During my first year of seminary, before I had to start taking on the tougher assignments of actually serving in supervised ministry or student pastor roles in various parish locations, I usually attended the local Methodist church adjacent to the campus. The pastor at the time was a fellow who was quite gifted in the pulpit but had a rather annoying habit of going down the rabbit hole of explaining, in considerable detail, the meaning of this or that particular New Testament word or phrase in its original Greek. You might say this was a deft exercise in contextualization, considering his congregation consisted largely of seminary students and professors, but I was still a year or so away from taking the required course in New Testament Greek (which I failed three times before finally before finally getting to study under a professor so esteemed that it was said that some students actually flunked intentionally just to get into his class), so much of what he said fell flat with me.
Naturally I came to understand and appreciate that having at least a rudimentary grasp of the original languages of the Old and New Testaments was important to the preacher in properly exegeting a text. Most of us, however, are not going to have a congregation full of Greek or Hebrew scholars. There are times when citing the original Greek can be helpful (eg. noting the connection between the Greek word for “thanksgiving” and the sacramental term “eucharist”) but an extended discourse on the subtle nuances of active and passive voice is not going to hold our parishioners’ attention.

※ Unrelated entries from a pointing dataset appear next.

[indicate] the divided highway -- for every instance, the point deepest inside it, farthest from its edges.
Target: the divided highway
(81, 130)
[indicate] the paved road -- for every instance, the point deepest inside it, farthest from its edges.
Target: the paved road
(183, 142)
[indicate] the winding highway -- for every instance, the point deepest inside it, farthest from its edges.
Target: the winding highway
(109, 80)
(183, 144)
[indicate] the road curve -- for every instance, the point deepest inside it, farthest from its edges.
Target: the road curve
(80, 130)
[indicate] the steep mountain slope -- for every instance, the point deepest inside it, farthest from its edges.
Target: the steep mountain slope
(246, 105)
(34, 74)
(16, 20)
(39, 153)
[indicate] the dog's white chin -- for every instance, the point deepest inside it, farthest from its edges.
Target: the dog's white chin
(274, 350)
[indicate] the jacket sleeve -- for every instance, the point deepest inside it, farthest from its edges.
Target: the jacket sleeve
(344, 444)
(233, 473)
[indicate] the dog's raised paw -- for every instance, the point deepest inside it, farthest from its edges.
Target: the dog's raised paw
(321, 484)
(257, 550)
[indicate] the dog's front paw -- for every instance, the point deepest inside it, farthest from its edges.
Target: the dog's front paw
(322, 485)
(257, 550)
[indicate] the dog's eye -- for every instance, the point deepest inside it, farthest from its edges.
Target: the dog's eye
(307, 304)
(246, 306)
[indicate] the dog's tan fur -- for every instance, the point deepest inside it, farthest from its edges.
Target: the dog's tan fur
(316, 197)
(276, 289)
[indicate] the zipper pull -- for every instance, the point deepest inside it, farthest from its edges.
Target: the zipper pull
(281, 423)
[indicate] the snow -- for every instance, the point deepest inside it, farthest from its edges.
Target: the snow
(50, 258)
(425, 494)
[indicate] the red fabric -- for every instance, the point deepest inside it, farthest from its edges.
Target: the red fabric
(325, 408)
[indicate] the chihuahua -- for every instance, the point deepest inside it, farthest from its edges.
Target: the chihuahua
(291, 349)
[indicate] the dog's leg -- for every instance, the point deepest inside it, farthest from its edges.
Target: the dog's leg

All of that to prepare you for the heavy dose of Greek I am going to use in today’s little discussion of another subject that often falls flat with certain people, eschatology (the meaning of which, from Greek, is “last word”). Call me strange, but when I have nothing else to write about, this is my default subject.
Of the four Gospels, John’s is the one we might say is the most self-contained. The ordeal of Jesus’ passion is presented as embodying the “tribulation” that the whole church must endure to the end, with Judas cast in the role of “the son of destruction” (John 17:12) and the hour in which the Apostles will be “scattered, each to his own home” (John 16:31) being the apostasy that must necessarily precede the Day of the Lord, a term we might consider synonymous, or at least concurrent with, the resurrection (Peter and his three denials being, perhaps, the embodiment of this episode).
Christian eschatology is nothing if not simple common sense. The Greek term for “falling away” is apostasia, literally, “standing off.” Conversely, “resurrection” in Greek is anastasis, literally, “standing again.” Simple logic would dictate that a “standing again” be preceded by a “standing off.” So when Paul says, for instance, in 2 Thessalonians 2, that “the Day of the Lord” will not come unless the apostasy comes first, he is merely stating the obvious. It is a scenario as old as Genesis 3, when Adam and Eve fell away by eating the forbidden fruit, had their nakedness (lawlessness) revealed, and had to face the judgment of God, being able to “stand again” only after God himself had intervened to provide them an adequate covering for their nakedness. If you want to understand “the end,” then go back to “the beginning” and everything begins to make sense.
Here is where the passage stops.